Yes, Sony used to report "production shipments". Those counted even consoles waiting in one of their warehouses to eventually be ordered by retail, but as you've said, they made a switch to reporting sold-to-retail numbers now. These are fully comparable to the numbers Microsoft reports.I'm also ever so slightly beginning to question Sony's ship numbers TBH. If the end user sales trackers aren't reflecting them, there's a problem. I read some posts on Vgchartz in essence that Sony counts shipped as ordered by retail, a different definition than Ms (presumably shipped to retail?). I have no idea how to verify such minutia. But the very possibility of different definitions could throw comparisons into question. Although as long as both definitions only count every console once, it should come out in the wash in the long term.

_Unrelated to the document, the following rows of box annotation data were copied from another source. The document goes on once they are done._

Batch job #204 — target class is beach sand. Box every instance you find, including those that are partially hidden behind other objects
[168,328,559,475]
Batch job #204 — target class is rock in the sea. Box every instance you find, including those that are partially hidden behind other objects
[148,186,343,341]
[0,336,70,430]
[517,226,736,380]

I know in PS2 era, Sony supposedly counted everything off the assembly line as "shipped". This led to inflated numbers, as apparently there could be double counting, a PS2 might be counted shipped when it came off the line in one quarter, then again when actually shipped in another. Of course again supposedly, Sony switched to the stricter "sold to retail" shipped definition this gen. They even back corrected their past PS2 shipments records to the new practice, again basically all as far as I know from reading forum posts at various times.

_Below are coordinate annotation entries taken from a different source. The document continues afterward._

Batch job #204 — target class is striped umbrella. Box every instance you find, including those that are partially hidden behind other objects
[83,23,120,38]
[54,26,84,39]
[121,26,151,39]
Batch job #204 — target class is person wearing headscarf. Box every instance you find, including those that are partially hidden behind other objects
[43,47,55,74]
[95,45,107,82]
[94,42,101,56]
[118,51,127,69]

In any case, each console is counted once and only once. This was always the case, even in the days of reporting production shipments.
Overshipping/channel stuffing is not a big concern in the long run. The channel can only absorb a couple million units at best, and whatever excess you push on retailers will only take away from your shipment potential in the coming quarter(s). It all evens out in the end.
The same logic applies to your distinction between "shipped to retailers" and "ordered by retailers", even though I don't think there is such a distinction to be drawn in any of the figures we see here. Again, if there were, it would be momentary blips in one quarter that would be evened out soon after.